Brzezinski’s disdain for America’s “lingering inadequacy” and “obsolescence” was as matched by his high view of the “victory” and “action” of Marxism. He wrote:
That is why Marxism represents a further vital and creative stage in the maturing of man’s universal vision. Marxism is simultaneously a victory of the external, active man over the inner, passive man and a victory of reason over belief: it stresses man’s capacity to shape his material destiny — finite and defined as man’s only reality — and it postulates the absolute capacity of man to truly understand his reality as a point of departure for his active endeavors to shape it. To a greater extent than any previous mode of political thinking, Marxism puts a premium on the systematic and rigorous examination of material reality and on guides to action derived from that examination.
After indicting America and praising Marxism, Between Two Ages calls for “a council for global cooperation” linking “the United States, Japan, and Western Europe” which would “be concerned with political strategy” and “bringing together the political leaders of states sharing certain common aspirations and problems of modernity.” The real purpose of this “council” — which would become the Trilateral Commission and would include North America (instead of just the United States), Western Europe, and Japan — is revealed toward the end of the book:
To sum up: Though the objective of shaping a community of the developed nations is less ambitious than the goal of world government, it is more attainable. It is more ambitious than the concept of an Atlantic community but historically more relevant to the new spatial revolution. Though cognizant of present divisions between communist and non-communist nations, it attempts to create a new framework for international affairs not by exploiting these divisions but rather by striving to preserve and create openings for eventual reconciliation. Finally, it recognizes that the world’s developed nations have a certain affinity, and that only by nurturing a greater sense of communality among them can an effective response to the increasing threat of global fragmentation — which itself intensifies the growing world-wide impatience with human inequality — be mounted.
So, Brzezinski — who showed disdain for America and praised Marxism — advocated for the creation of what would become the Trilateral Commission as an “attainable” way station on the way to “world government. His “objective” created “a new framework for international affairs” between “communist and non-communist nations” and — once founded by David Rockefeller, who read Between Two Ages and put in the needed political clout and money — included Jimmy Carter and other Insiders.

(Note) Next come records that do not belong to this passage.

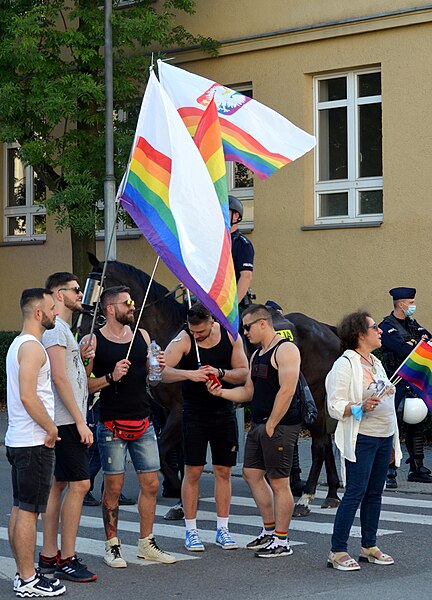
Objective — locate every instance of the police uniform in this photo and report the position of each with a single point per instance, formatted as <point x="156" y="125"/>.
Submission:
<point x="396" y="333"/>
<point x="243" y="254"/>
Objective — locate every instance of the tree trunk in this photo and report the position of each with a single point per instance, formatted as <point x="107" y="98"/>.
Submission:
<point x="80" y="262"/>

Besides being the evil genius behind the Trilateral Commission, Brzezinski was also a member of the Council on Foreign Relations and a Bilderberger. He may have been a United States citizen, but he was no American. He was — through and through — a globalist and an anti-American. And though he is no longer in this world, having gone on to face his judgment, his ideas — and the organizations in which he worked toward his diabolical goals — remain.
Freedom-loving Americans still have their work cut out for them if they mean to preserve those freedoms that still remain and restore those which have already been lost due to the work of men such as Zbigniew Brzezinski. The John Birch Society — the parent organization of The New American, is dedicated to those goals and has been working to expose those who conspire for world government since 1958 — the same year Brzezinski began pretending to be an American.